For these reasons, I am convinced the lease was void.

But, supposing it valid, the reservation appears to me at best a very suspicious and questionable transaction; and one which had it been understood, would not have received the sanction of the United States Senate. Suppose the 4th article instead of creating this anomalous trust, had consisted precisely of the provisions and conditions of the lease; I mean, suppose the negotiators, instead of the 4th article under which the lease was executed, had inserted at one the lease in the body of the treaty. It would then have run--that for the benefit of the poor and warriors of the Chickasaw Nation four mile square of the best land in West Tennessee are conveyed to W. B. Lewis, his heirs and assigns for 199 years, and provided salt water is found on the same, and made into salt, and said lessee shall pay to the Indians 750 bushels annually; but instead, is made, he shall have the four miles square for nothing.- Nay I greatly doubt if any Senate of the United States would have ratified such an article.

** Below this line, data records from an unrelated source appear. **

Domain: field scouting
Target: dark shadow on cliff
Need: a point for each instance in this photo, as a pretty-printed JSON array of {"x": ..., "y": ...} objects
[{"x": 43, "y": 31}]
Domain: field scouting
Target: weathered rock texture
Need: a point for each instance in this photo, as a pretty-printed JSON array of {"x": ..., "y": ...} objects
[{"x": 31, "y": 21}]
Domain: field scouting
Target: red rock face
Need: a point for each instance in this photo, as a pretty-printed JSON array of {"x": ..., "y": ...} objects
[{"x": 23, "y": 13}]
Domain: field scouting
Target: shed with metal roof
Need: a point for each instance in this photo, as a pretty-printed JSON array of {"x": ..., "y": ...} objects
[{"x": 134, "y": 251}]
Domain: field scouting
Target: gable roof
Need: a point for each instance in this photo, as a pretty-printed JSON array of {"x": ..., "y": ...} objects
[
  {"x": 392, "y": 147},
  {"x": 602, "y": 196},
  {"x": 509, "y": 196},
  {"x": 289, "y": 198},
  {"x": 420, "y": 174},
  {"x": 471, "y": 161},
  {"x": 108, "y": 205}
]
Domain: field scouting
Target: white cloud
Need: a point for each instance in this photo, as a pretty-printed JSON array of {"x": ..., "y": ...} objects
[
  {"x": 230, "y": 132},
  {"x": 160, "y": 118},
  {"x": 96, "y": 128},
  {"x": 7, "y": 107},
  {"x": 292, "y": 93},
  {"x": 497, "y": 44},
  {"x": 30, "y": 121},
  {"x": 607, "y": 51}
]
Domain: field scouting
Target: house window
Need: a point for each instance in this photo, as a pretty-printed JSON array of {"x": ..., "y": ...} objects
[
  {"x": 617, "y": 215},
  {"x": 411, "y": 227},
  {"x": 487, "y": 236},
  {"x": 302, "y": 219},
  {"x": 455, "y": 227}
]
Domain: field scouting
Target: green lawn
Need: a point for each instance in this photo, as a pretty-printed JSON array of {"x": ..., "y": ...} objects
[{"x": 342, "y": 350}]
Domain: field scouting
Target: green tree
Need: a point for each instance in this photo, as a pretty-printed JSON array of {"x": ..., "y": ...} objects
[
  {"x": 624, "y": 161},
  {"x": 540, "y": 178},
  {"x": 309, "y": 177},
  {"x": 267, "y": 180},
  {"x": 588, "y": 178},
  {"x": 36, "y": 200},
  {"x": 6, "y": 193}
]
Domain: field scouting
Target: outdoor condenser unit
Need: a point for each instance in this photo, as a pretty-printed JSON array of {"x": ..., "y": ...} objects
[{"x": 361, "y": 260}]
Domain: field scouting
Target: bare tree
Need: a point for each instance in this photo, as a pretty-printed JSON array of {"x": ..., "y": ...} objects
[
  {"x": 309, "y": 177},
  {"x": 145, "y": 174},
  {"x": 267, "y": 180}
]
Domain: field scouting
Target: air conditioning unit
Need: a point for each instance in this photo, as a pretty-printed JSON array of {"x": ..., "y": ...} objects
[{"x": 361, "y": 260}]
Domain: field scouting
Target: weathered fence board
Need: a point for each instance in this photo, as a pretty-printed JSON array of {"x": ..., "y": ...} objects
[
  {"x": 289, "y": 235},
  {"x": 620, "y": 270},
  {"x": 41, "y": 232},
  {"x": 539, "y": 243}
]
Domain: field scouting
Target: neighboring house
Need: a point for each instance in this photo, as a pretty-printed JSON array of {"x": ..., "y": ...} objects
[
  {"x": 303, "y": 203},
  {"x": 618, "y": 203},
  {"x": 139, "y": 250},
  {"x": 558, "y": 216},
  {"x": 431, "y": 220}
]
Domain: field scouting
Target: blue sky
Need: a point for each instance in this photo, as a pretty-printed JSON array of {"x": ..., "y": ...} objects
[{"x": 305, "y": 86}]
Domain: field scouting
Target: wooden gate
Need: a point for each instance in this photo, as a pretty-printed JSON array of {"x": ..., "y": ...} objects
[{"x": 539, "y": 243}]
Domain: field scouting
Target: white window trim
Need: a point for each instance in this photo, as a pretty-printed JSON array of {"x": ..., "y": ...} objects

It is possible I may be under some error as to the terms and conditions of the lease, for I have not yet seen a copy of it. But such as I have stated, I have good reason to believe are substantially its provisions.

And here it is necessary, in order to understand the entire nature of the transaction, to inquire a moment into the value of this tract of land. It is a tract four miles square on a branch of the Tennessee, and very near that noble river in the heart of a region growing up as rapidly as any in the United States, and it contains, or was believed to contain a salt lick. Such a tract is not to be considered as wild land, which is purchased by degrees of latitude, it does not lie thousands of miles in the unexplored prairie, where the march of emigration may not reach it for centuries. It is a picket spot, chosen our of a cession of 10,000 square miles, near one of the finest rivers in the West--in a region into which the flood of populations has poured like a rushing tide-within less than a hundred miles of Nashville. Can any gentleman tell me what 10,000 acres of chosen land are worth, in such a situation? I leave out of consideration that such a spot, in such a region may become the seat of a compact settlement, and in that case to possess incalculable value.

Then, too, it is to be recollected that it contained or was supposed to contain salt springs. If the saline, which it contains, is of the first quantity, as to abundance and strength of the water, there is scarce any limit to its value. There is a tract in Virginia, in the district represented by an honorable gentleman not in his seat, (Mr. Johnston) containing, within a space of two mile square, salt wells which have rented at from $10,000 to $60,000 per annum, and yet yielded an enormous profit to the manufacturer. I do not mean to say that the saline in question is of equal value, but as little could be affirmed at the time the lease was taken, that it was not.

One thing can hardly be doubted, viz; that the lessee, the present Second Auditor himself considered it highly valuable. It appears from an account which he has himself published of the negotiation of the treaty that after an annuity of $20,000 for fourteen years had been agreed upon, as the consideration for the lands ceded by the treaty, that Indians unexpectedly demanded another year's annuity or 20,000 dollars more. One of the commissioners of the United States was unwilling to give it, thinking it more than the President and Senate would be willing to allow. Under these circumstances, the present second Auditor of the Treasury entered into bond to pay the $20,000 provided the Government of the United States should refuse to do so.--- There is no very obvious reason why he should have been willing to assume this very heavy personal responsibility unless he had himself a highly beneficial interest in the treaty.